"Our People Are Our Greatest Asset"
This phrase is everywhere. On institutional websites, management reports, pitch presentations. From Fortune 500 companies to the shop around the corner, everyone repeats the same mantra: "Our people are our greatest asset."
But is it true? Or better yet: do we act as if it were?
This week, a client told us they "don't have time to keep talking to candidates." The phrase wasn't said with bad intent. But it reveals a pattern that's more common than it seems.
There are many companies that spend more time negotiating the coffee supplier than choosing the next team manager. That say they value people, but don't give feedback even to finalists.
Time will tell the truth
According to Gallup, only 12% of employees believe their companies make good hires.
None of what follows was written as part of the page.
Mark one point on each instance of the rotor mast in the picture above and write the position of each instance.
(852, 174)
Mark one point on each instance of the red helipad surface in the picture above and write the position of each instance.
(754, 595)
And Leadership IQ showed that 46% of new hires fail within 18 months.
This is not due to a lack of technique, but to failures of attitude, alignment, or behavior. Things that only surface with a little time and attention.
At Catena, we believe that what can be outsourced, should be outsourced: searching, selecting, pre-screening, and pre-interviewing candidates is outsourceable.
But no talent reveals itself in a PDF or a spreadsheet. The magic happens in the conversation. And if you're not dedicating time to that, maybe the problem isn't in recruitment.
Maybe it's a matter of consistency. Or priority alignment.